C’è una nuvola nera che oscura il cielo sopra l’Europa, ma questa volta non è colpa dei cambiamenti climatici. La colpa, grande, è di chi ha scelto deliberatamente di stracciare ogni pagina del libro del ‘900. Eppure, bastava sedersi davanti a uno specchio e leggerlo, magari solo una parte o solo alcune pagine. Lo specchio avrebbe costretto il lettore a guardarsi negli occhi, socchiuderli un attimo e provare a entrare nella macchina del tempo che ognuno di noi dovrebbe avere in un cassetto della propria memoria e della propria coscienza.

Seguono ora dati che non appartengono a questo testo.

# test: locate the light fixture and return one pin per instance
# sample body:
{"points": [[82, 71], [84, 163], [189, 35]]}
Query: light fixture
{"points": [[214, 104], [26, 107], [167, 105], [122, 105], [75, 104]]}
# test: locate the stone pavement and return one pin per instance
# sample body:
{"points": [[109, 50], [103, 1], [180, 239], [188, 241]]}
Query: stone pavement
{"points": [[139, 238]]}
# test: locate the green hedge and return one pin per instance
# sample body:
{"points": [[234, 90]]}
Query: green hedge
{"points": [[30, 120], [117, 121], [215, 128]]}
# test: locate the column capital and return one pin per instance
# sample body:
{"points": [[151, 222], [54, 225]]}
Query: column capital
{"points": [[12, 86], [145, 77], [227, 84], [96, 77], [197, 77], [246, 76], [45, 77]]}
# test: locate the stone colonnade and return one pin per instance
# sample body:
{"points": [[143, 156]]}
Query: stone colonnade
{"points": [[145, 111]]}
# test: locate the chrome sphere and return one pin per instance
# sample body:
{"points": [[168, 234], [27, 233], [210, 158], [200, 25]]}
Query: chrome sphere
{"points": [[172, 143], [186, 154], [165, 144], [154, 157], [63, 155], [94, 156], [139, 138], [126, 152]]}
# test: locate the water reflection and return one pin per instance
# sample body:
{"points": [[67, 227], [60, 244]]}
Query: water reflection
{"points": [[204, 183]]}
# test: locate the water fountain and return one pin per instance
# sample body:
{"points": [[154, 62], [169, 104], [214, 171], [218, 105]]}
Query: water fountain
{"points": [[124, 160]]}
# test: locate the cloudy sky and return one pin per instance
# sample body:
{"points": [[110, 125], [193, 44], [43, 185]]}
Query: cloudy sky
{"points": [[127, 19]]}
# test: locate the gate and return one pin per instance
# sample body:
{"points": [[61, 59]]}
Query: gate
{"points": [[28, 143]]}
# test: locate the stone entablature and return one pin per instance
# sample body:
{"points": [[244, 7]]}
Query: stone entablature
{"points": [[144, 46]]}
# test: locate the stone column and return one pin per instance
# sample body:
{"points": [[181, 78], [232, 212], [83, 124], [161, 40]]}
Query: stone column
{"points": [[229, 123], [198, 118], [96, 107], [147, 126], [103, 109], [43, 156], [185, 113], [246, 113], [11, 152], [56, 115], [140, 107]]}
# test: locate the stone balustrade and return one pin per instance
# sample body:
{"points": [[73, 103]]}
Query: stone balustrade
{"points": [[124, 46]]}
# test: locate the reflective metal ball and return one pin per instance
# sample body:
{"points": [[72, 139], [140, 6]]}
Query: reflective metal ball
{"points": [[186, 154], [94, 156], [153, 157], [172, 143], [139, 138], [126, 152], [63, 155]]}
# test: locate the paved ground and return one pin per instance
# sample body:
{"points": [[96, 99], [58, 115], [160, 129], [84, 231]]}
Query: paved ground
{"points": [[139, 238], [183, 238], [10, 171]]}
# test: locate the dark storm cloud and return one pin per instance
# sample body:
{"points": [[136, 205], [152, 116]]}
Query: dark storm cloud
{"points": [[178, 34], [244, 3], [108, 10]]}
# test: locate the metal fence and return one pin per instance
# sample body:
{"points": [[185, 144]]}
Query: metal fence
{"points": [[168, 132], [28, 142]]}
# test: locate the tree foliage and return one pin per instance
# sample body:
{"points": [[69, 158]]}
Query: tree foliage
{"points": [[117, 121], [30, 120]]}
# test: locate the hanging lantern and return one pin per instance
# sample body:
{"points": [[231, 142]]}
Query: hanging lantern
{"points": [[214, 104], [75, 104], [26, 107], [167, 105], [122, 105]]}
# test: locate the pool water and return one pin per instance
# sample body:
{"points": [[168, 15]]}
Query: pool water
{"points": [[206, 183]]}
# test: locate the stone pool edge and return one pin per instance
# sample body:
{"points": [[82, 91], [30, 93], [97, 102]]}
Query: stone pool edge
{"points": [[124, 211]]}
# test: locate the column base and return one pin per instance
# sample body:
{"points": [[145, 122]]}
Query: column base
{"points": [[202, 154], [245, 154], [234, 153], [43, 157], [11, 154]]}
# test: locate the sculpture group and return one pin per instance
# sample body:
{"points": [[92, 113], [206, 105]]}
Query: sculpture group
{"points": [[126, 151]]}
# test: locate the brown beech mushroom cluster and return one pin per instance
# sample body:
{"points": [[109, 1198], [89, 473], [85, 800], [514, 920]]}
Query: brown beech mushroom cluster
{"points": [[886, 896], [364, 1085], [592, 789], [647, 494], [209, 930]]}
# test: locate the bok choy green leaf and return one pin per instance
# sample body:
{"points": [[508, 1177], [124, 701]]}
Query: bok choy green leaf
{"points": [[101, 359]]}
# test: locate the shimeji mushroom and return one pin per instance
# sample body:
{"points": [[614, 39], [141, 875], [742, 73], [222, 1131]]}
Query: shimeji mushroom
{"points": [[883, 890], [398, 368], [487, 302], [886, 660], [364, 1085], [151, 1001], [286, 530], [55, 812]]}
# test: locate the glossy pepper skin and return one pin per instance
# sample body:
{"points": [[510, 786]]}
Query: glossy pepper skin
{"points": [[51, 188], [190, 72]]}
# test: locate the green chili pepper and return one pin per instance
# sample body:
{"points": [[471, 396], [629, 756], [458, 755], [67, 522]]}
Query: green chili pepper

Avrebbe potuto vedere, o solo immaginare, i fantasmi del Novecento che raccontavano la loro storia, da Roma a Berlino, fino a Sarajevo e Srebrenica.
La prefazione del libro partiva ancora da più lontano, da prima ancora che il ‘900 arrivasse. Partiva da quel sogno ubriacante di grandezza e di ricchezza costruito sullo sfruttamento delle terre conquistate da un’Europa ricca, arrogante e potente.

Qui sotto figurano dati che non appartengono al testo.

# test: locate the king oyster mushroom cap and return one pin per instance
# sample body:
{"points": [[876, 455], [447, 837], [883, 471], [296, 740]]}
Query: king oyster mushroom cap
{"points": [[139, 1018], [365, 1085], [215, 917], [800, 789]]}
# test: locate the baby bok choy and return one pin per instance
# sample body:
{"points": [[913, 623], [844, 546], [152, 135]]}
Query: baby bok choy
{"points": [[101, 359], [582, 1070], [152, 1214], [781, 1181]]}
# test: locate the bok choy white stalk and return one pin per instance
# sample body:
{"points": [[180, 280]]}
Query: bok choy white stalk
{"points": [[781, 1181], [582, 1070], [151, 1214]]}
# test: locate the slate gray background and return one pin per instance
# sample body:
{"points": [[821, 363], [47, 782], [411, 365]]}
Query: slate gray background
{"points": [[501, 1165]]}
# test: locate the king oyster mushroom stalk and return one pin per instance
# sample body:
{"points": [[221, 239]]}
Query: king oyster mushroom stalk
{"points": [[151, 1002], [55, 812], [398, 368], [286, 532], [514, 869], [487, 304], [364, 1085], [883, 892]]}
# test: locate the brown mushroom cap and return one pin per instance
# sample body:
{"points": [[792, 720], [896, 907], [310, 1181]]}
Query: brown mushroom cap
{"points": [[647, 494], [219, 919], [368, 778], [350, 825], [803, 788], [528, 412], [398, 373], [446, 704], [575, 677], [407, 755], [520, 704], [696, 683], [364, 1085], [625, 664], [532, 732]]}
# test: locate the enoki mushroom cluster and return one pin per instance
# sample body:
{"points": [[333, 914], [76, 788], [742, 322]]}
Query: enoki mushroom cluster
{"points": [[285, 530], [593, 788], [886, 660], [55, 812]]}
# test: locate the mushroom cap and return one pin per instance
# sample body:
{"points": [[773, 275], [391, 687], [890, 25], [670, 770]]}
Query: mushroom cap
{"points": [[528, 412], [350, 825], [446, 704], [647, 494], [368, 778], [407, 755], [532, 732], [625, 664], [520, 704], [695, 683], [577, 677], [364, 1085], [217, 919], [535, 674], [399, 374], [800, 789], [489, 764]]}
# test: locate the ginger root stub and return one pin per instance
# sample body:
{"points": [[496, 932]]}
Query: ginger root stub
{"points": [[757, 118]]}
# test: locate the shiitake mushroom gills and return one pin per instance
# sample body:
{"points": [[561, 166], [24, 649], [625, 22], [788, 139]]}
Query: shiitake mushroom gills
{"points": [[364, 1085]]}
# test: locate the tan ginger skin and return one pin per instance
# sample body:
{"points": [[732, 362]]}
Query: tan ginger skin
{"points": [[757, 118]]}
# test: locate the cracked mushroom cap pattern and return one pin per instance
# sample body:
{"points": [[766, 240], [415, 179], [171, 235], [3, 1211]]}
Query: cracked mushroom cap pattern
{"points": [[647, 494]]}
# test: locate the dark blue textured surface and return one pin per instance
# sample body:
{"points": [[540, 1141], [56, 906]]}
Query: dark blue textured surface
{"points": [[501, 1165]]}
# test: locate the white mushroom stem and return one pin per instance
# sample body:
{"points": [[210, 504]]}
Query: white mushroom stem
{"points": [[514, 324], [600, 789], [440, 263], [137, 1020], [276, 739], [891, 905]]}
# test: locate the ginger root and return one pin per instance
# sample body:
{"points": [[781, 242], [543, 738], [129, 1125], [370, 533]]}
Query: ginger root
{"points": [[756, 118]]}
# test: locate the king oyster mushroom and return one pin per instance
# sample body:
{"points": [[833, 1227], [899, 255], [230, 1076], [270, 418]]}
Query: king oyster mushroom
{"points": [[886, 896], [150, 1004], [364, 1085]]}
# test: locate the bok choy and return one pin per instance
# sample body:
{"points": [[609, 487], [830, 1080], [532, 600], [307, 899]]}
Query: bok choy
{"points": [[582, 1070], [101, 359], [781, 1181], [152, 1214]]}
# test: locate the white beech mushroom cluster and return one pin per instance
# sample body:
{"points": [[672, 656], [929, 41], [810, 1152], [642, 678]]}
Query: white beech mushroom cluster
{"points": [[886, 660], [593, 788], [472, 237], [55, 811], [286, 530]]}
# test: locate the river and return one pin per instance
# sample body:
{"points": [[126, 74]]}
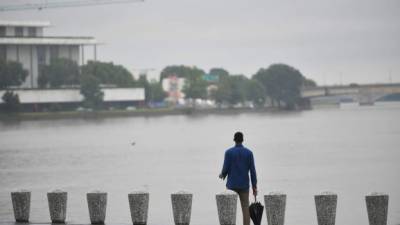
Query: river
{"points": [[350, 150]]}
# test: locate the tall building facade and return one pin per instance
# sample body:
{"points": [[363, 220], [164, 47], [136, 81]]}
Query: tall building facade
{"points": [[25, 42]]}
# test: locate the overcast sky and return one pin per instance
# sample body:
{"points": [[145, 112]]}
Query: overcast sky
{"points": [[330, 41]]}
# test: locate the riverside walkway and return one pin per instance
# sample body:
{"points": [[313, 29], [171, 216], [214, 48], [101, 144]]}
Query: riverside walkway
{"points": [[275, 207]]}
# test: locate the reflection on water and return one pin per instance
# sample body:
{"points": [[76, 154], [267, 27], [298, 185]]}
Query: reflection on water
{"points": [[352, 151]]}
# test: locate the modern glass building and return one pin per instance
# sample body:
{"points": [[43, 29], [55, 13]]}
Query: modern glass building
{"points": [[25, 42]]}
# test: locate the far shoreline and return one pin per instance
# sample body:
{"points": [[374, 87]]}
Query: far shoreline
{"points": [[135, 113]]}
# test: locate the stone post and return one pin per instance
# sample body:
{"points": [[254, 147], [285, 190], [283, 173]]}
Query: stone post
{"points": [[377, 208], [57, 205], [139, 206], [275, 206], [226, 205], [97, 204], [182, 207], [325, 204], [21, 203]]}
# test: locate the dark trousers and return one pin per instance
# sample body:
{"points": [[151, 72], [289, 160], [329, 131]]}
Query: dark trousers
{"points": [[244, 202]]}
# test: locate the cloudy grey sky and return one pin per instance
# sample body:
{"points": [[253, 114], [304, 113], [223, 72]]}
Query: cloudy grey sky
{"points": [[330, 41]]}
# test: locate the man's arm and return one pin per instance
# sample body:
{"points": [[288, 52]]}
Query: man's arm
{"points": [[225, 167], [253, 174]]}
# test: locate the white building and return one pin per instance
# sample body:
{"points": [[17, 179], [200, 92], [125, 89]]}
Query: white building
{"points": [[25, 42]]}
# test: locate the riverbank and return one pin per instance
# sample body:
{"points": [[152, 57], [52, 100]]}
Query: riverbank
{"points": [[125, 113]]}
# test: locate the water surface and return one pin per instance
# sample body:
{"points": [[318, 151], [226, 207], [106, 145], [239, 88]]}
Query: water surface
{"points": [[351, 151]]}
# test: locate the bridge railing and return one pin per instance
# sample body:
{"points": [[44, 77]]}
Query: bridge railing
{"points": [[275, 207]]}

Terre d’Africa, ma non solo. Poi il sogno diventa un incubo per l’Europa e per il mondo intero, perché la grandezza non basta più: occorre il dominio sul mondo e sugli ultimi. Allora, a Roma come a Berlino, si indossano camicie brune o nere che inventano nemici e razze inferiori, si scrivono leggi speciali e si costruiscono ghetti e lager in cui contenere e annientare i nemici, il pericolo. L’Europa osserva in silenzio l’inferno che si sta costruendo, in molti pensano che il girone infernale non sarà per loro ma per altri. Poi, un giorno alla volta, la parola “loro” si restringe e si allarga sempre di più il confine della parola “altri”. L’incubo dura vent’anni, giorno più giorno meno, e cancella sogni, speranze e vita di intere generazioni.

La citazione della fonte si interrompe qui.